La calcolatrice e Chat GPT
Se si chiede a Chat GPT, la popolare chat basata sull’Intelligenza Artificiale, quanto fa 10+10 e, alla sua risposta 20, la si incalza dicendo che ha sbagliato, continuerà a dire 20, ma si scuserà per l’errore.
Perché questa differenza con la più semplice delle calcolatrici? Perché queste ultime, nel dare una risposta, partono dalle regole con cui sono state programmate mentre Chat GPT parte dai dati che ha nel suo patrimonio informativo e, statisticamente, parole di scuse seguono parole di accusa. Se in questo caso, la tecnologia dimostra i suoi limiti, mette però anche in evidenza la sua ricchezza: fornire, ogni volta risposte diverse che debbono essere vagliate per poter essere precisate.
In due mesi Chat GPT ha raggiunto 200 milioni di utenti nel mondo e le risposte che offre, grazie al suo modello linguistico, sono in corso di integrazione in Bing, il motore di ricerca di Microsoft che è diventato l’azionista di maggioranza della società che l’ha sviluppato, OpenAI. Tale successo ha innescato l’inevitabile reazione da parte dei principali concorrenti fra i quali Google che ha annunciato un servizio, chiamato Bard, che andrà ad affiancare i più tradizionali risultati di ricerca.
L’accostamento di assistenti virtuali, quelli che ha Microsoft ha definito i “co-piloti” della navigazione in Rete, consolida peraltro una tendenza già in essere da tempo. Ovvero la trasformazione dei motori di ricerca in “motori di risposta” e ciò può influenzare significativamente il modo con cui tutti noi possiamo reperire informazioni, vagliare risultati, informarci, apprendere.
Diversamente da Google però, Chat GPT non rivela le sue fonti. L’opacità del materiale a cui attinge non rappresenta dunque solo un elemento di incertezza nella sua affidabilità, ma anche un fattore da considerare nell’ambito del delicato equilibrio fra piattaforme digitali e testate giornalistiche online le cui notizie sono usate senza ricevere alcun compenso né alcun click al proprio sito. Il futuro dell’informazione online è ritornato ad essere soggetto all’evoluzione della tecnologia e delle sue applicazioni.
Non solo i contenuti prodotti dalle testate giornalistiche e pubblicate online possono essere infatti utilizzati, senza alcun compenso, da parte dei modelli linguistici come Chat GPT per accrescere il loro patrimonio informativo e addestrarne la tecnologia, ma la restituzione delle risposte all’interno dei motori di ricerca può ridurre l’ambito di applicazione del cosiddetto “Equo compenso”.

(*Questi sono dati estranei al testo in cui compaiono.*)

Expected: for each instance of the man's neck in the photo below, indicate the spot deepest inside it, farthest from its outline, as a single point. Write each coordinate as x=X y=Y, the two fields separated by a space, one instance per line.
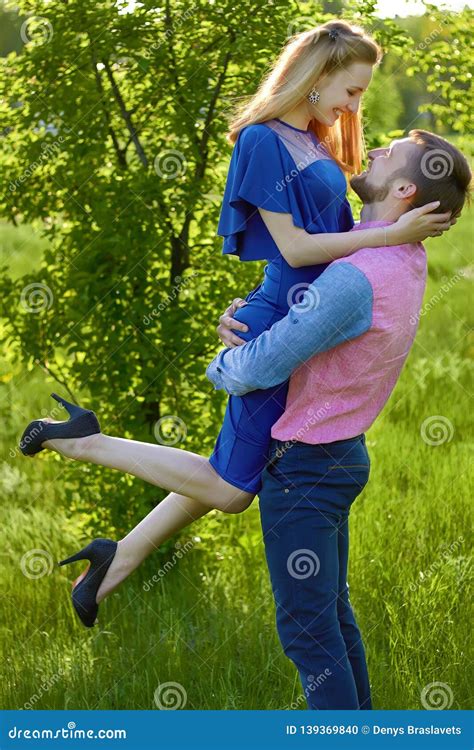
x=379 y=212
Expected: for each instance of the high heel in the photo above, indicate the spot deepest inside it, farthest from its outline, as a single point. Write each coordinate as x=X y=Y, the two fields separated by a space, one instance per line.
x=82 y=422
x=100 y=553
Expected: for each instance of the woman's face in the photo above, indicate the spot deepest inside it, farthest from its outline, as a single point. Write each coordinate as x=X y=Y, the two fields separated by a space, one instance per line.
x=340 y=92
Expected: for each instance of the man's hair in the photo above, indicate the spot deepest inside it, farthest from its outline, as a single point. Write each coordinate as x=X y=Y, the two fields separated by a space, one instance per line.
x=442 y=173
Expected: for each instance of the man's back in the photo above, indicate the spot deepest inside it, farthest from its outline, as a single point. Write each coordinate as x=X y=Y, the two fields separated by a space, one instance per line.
x=338 y=393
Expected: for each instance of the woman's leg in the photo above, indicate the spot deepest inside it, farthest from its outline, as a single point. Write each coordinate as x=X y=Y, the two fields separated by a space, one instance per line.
x=172 y=469
x=349 y=628
x=167 y=518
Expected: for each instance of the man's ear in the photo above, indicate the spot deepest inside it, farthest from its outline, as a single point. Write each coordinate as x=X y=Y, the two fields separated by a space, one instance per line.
x=404 y=190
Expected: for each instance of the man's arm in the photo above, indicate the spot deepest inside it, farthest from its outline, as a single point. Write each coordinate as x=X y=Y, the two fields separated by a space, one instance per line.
x=336 y=307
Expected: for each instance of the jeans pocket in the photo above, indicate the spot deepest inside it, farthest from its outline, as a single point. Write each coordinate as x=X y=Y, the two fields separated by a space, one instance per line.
x=281 y=471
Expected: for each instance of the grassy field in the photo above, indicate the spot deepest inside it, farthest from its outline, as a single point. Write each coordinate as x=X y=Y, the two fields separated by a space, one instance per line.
x=207 y=625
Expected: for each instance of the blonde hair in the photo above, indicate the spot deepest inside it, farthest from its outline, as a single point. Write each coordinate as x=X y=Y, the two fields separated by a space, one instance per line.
x=304 y=60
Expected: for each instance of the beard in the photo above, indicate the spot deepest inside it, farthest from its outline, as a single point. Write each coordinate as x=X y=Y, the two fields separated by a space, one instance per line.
x=367 y=192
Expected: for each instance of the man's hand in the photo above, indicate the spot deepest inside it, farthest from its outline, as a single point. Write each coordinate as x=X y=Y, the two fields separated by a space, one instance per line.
x=227 y=323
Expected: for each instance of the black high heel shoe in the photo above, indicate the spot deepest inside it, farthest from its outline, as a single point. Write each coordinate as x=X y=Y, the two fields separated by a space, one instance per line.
x=100 y=554
x=82 y=422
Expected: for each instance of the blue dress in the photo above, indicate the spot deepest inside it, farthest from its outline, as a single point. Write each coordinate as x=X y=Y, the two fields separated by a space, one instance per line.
x=287 y=170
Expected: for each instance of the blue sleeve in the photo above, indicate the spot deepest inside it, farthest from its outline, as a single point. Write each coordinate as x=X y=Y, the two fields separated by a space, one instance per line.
x=336 y=307
x=261 y=174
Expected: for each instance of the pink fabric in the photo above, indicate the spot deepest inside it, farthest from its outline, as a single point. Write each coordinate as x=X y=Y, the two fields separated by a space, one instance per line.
x=338 y=394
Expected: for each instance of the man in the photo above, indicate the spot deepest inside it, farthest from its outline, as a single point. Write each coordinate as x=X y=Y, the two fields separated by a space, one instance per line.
x=344 y=346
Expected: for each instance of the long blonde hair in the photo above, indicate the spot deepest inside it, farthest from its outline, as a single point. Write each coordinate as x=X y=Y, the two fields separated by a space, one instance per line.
x=303 y=61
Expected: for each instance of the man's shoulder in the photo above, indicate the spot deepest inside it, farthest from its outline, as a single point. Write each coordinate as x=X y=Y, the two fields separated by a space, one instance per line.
x=386 y=264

Introdotto per recepire la Direttiva Ue 790/2019 sul diritto d’autore e sui diritti connessi nel mercato unico digitale (“Direttiva c.d. Copyright”), il Regolamento sull’Equo Compenso si fonda sul meccanismo della cosiddetta negoziazione assistita a tutela della parte più debole del rapporto – gli editori – nel rapporto che possono intavolare con i prestatori di servizi digitali come Google e Facebook: anche le testate giornalistiche più piccole possono dunque farsi assistere nell’individuazione del compenso da ottenere in virtù della pubblicazione e della condivisione delle notizie sui motori di ricerca, sui social network e nei servizi di news operati dalle piattaforme online.

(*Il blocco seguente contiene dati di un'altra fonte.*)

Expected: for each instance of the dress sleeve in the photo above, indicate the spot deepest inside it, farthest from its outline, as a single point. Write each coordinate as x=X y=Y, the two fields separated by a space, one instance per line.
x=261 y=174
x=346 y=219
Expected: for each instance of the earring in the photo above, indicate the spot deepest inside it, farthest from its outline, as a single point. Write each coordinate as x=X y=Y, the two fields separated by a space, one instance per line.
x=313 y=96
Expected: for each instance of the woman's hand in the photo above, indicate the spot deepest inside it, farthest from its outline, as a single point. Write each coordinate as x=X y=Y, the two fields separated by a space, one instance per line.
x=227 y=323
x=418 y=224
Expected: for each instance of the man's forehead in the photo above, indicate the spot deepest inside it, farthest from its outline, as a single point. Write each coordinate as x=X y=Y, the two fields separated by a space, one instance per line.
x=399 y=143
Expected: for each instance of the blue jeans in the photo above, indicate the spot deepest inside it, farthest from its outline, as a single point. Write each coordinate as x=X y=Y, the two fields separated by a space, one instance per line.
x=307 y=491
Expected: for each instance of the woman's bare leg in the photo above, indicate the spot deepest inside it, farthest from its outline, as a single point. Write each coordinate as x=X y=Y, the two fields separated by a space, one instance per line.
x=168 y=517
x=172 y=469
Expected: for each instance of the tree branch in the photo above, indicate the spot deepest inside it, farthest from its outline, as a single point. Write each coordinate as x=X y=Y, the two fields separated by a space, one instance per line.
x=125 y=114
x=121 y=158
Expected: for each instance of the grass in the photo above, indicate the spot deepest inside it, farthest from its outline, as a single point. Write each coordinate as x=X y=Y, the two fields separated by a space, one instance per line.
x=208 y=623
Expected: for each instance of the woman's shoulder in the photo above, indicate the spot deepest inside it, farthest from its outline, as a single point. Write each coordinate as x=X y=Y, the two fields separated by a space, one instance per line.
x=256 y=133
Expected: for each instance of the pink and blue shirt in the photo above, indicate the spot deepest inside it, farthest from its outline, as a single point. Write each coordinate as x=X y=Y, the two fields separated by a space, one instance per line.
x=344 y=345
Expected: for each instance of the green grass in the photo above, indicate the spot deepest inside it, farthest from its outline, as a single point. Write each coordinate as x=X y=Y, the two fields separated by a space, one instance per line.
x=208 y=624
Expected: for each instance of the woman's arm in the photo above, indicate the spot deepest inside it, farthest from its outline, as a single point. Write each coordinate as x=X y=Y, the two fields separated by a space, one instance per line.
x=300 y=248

Calcolato sulla base dei ricavi pubblicitari realizzati dal prestatore di servizi in ragione della pubblicazione delle notizie degli editori al netto dei ricavi dell’editore attribuibili al traffico di reindirizzamento generato sul proprio sito web dalle testate giornalistiche, tale valore è oggetto di un’aliquota fino al 70% determinata, con rilevanza decrescente, dai seguenti fattori:
- numero di consultazioni online delle pubblicazioni di carattere giornalistico dell’editore sui servizi del prestatore, espresse in termini di visualizzazioni e interazioni degli utenti;
- anni di attività dell’editore e sua rilevanza sul mercato, espressa in termini di audience online e rilevata su base periodica dagli organismi più rappresentativi del settore;
- numero di giornalisti, inquadrati ai sensi di contratti collettivi nazionali di categoria, impiegati dall’editore per la realizzazione delle pubblicazioni di carattere giornalistico diffuse online;
- costi comprovati sostenuti dall’editore per investimenti tecnologici e infrastrutturali destinati alla realizzazione, alla riproduzione e alla comunicazione delle pubblicazioni di carattere giornalistico diffuse online;
- adesione e conformità a codici di condotta in materia di qualità dell’informazione e di fact-checking maggiormente riconosciuti.
Approvato di recente, vedrà il suo banco di prova di fronte alla diffusione dell’Intelligenza Artificiale Generativa e del suo impiego nell’informazione.